Friday the 13th proved unlucky for stocks.  Lets take a look for our proxy for the S&P 500, its ETF SPY.  Chart is from TradingView.com. {Annotations to the chart are mine.} The numbers below correspond to the same numbers found in red on the chart.  In terms of orientation you are looking at a chart of SPY going back to February, 2014.  It is showing the well  defined trading range the index and by representation the overall market as it has developed since then.  On the S&P 500 the green horizontal line at the top represents ultimate resistance, a level that stocks have been so far unable to clear during this period and the red line at the bottom is support.  That is red represents an area where buyers have turned up each time the market has traded down to that region.  The other horizontal lines  colored blue and orange represent by our work secondary levels of support and resistance.



1.  As usual we'll focus on the fact that SPY once again was unable to clear the bar that's the resistance we've seen form between roughly 208-212 on the index and shaded in yellow on the chart.  By our way of looking at this there's now been twelve times since late 2014 when the markets entered this zone and been unable to trade higher.  The index is trading right now at the same prices first seen back in mid-November, 2014.  It is also now trading below that green downward sloping trendline {1a}which started from the market highs about a year ago now and shows that for the most part the index has continued on a series of lower highs after each market rebound.  The recent rally off of February's lows did violate that trendline,  but as you can see we are again trading again below it.

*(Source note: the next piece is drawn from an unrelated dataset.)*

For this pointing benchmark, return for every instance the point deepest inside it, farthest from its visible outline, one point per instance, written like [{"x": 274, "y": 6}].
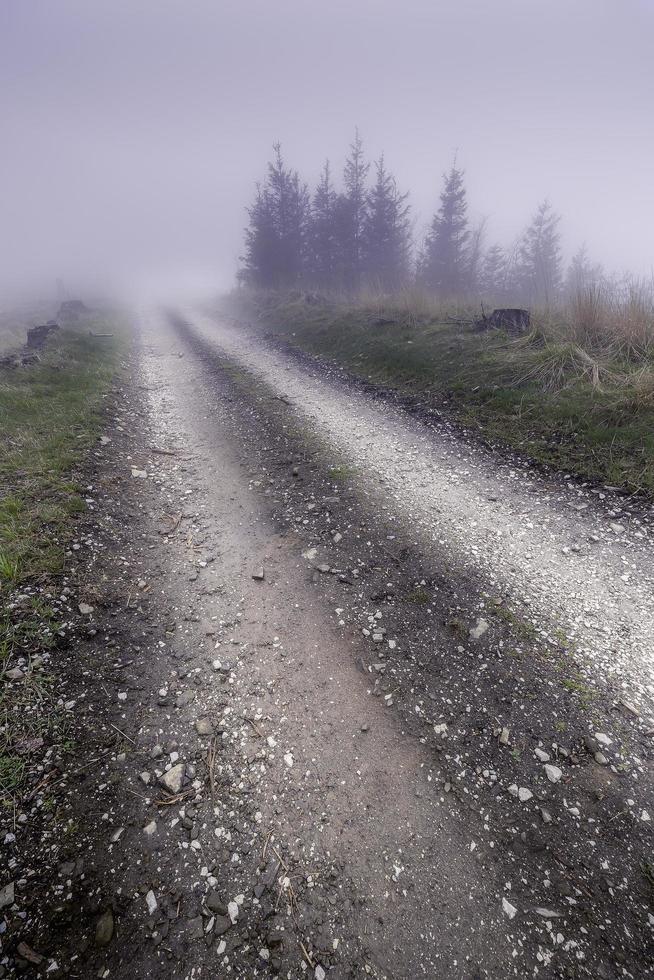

2.  SPY has now entered into what we define as a secondary level of support and resistance with resistance around 208 and marked by that light blue line and support represented by the licker orange line around 201.  Clues as to future market direction will come by how the market reacts to each of these.  

3.  Keep an eye out for that upward sloping red line marked as 3. on the chart.  That is a trendline dating back to the market lows in 2009.  We breached that line briefly back in February for the first time since the bull market started in 2009 only to promptly turn around and trade higher. However, that line keeps trading up as the market trends sideways and at some point it will bump into current prices unless we start to trend higher.  Traders pay attention to these things so I think it's important that investors at least know what others are watching.  Traders are at some point likely to pay attention to a possible intersection between the green line at 1a and the red line represented by 3.

Market has been working off its overbought condition.  Probability suggests that a few more weeks of this choppy action could set the stage for a classic summer rally if the same trading patterns continue.

*Long ETFs related to the S*P 500 in client and personal accounts although conditions can change at any time without notice.